SUR LE MARCHÉ D’AÏN-SEFRA

Dès le dimanche soir, sur toutes les pistes, à travers toutes les dunes, les nomades arrivent à cheval, à mulet, à pied, poussant les petits ânes patients et les grands chameaux lents qui allongent leur cou souple et leur lippe avide vers les touffes d’alfa verte. « Amour » et « Beni-Guil » — tout ce peuple en migration perpétuelle — se portent vers Aïn-Sefra, pour le grand marché du lundi matin.

Le marché joue un rôle capital dans la vie de l’Arabe et surtout de l’Arabe nomade.

C’est là qu’on se rencontre et qu’on se réunit, c’est là qu’on apprend les nouvelles, et c’est là qu’on pourra gagner un peu d’argent.

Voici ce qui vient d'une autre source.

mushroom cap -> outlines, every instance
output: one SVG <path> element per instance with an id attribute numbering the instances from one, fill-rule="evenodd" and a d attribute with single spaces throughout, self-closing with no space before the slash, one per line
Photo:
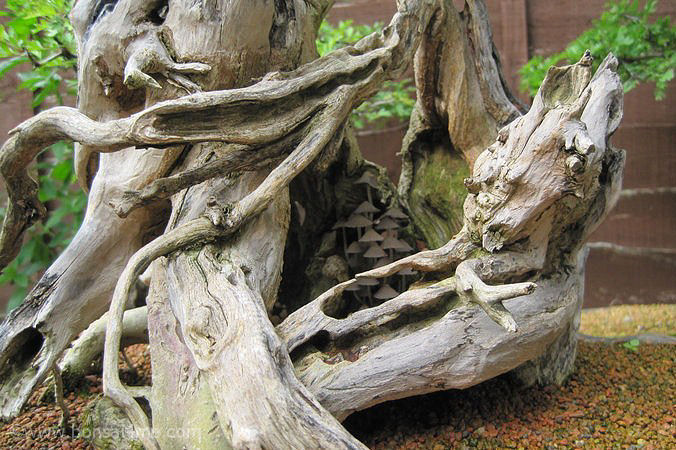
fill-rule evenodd
<path id="1" fill-rule="evenodd" d="M 361 205 L 357 207 L 357 209 L 354 210 L 355 214 L 368 214 L 368 213 L 374 213 L 374 212 L 379 212 L 380 210 L 373 206 L 371 202 L 362 202 Z"/>
<path id="2" fill-rule="evenodd" d="M 372 224 L 372 221 L 361 214 L 352 214 L 345 222 L 345 226 L 348 228 L 370 227 Z"/>
<path id="3" fill-rule="evenodd" d="M 376 176 L 370 172 L 364 172 L 361 177 L 354 184 L 368 184 L 372 188 L 378 188 L 378 182 L 376 181 Z"/>
<path id="4" fill-rule="evenodd" d="M 391 217 L 393 219 L 408 219 L 408 216 L 396 206 L 385 211 L 384 217 Z"/>
<path id="5" fill-rule="evenodd" d="M 399 295 L 399 292 L 390 287 L 389 284 L 383 284 L 373 296 L 378 300 L 389 300 Z"/>
<path id="6" fill-rule="evenodd" d="M 376 230 L 396 230 L 397 228 L 401 228 L 397 222 L 394 220 L 390 219 L 389 217 L 385 217 L 383 219 L 380 219 L 378 224 L 376 225 Z"/>
<path id="7" fill-rule="evenodd" d="M 350 292 L 357 292 L 357 291 L 361 291 L 361 286 L 359 285 L 359 283 L 353 283 L 353 284 L 349 285 L 348 287 L 346 287 L 345 290 L 350 291 Z"/>
<path id="8" fill-rule="evenodd" d="M 366 230 L 366 233 L 359 239 L 359 242 L 380 242 L 384 238 L 373 228 Z"/>
<path id="9" fill-rule="evenodd" d="M 353 242 L 347 248 L 347 254 L 348 255 L 358 255 L 361 252 L 362 252 L 362 250 L 361 250 L 361 245 L 359 245 L 359 242 Z"/>
<path id="10" fill-rule="evenodd" d="M 339 220 L 338 222 L 336 222 L 331 229 L 337 230 L 338 228 L 345 228 L 345 221 L 344 220 Z"/>
<path id="11" fill-rule="evenodd" d="M 397 240 L 399 241 L 399 247 L 394 247 L 395 252 L 405 253 L 405 252 L 410 252 L 411 250 L 413 250 L 413 247 L 408 245 L 408 242 L 402 241 L 401 239 L 397 239 Z"/>
<path id="12" fill-rule="evenodd" d="M 415 275 L 417 273 L 418 272 L 416 272 L 415 270 L 411 269 L 410 267 L 407 267 L 397 272 L 397 275 L 405 276 L 405 275 Z"/>
<path id="13" fill-rule="evenodd" d="M 383 256 L 387 256 L 387 254 L 378 244 L 371 244 L 369 249 L 366 250 L 366 253 L 364 253 L 364 258 L 378 259 L 382 258 Z"/>
<path id="14" fill-rule="evenodd" d="M 380 282 L 375 278 L 358 278 L 357 284 L 360 286 L 378 286 Z"/>
<path id="15" fill-rule="evenodd" d="M 385 250 L 389 250 L 389 249 L 391 249 L 391 248 L 396 250 L 396 249 L 398 249 L 398 248 L 401 248 L 401 241 L 399 241 L 399 239 L 397 239 L 397 238 L 395 238 L 395 237 L 388 236 L 388 237 L 386 237 L 385 240 L 380 244 L 380 246 L 381 246 L 382 248 L 384 248 Z"/>
<path id="16" fill-rule="evenodd" d="M 390 258 L 380 258 L 378 261 L 376 261 L 375 265 L 373 266 L 374 269 L 377 269 L 378 267 L 383 267 L 391 263 L 392 260 Z"/>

Dès l’aube, sur un terrain vague entre le village et le quartier de cavalerie, la foule s’amasse avec un grand bruit qui ira croissant jusqu’à midi.

Les chameaux s’agenouillent en grondant sourdement, les chevaux attachés aux acacias grêles du boulevard s’ébrouent et hennissent aux juments qui passent. Les hommes se démènent et crient.

Dans tout ce tapage dominent les bêlements nombreux et plaintifs des moutons attachés les uns aux autres par le cou, et le mugissement des petits bœufs et des vaches noires, à peine plus grosses que des veaux.

A terre, les marchandises du Sud s’accumulent en un superbe désordre : toisons sentant violemment le suint, sel brut en morceaux spongieux et gris, peaux de boucs remplies de lait aigre, de beurre ou de goudron de thuya, paniers tressés en alfa, couvertures et haïks aux couleurs éclatantes, burnous neufs encore tout raides, ferrures de chevaux, jarres de terre cuite, cordes de laine, selles, etc.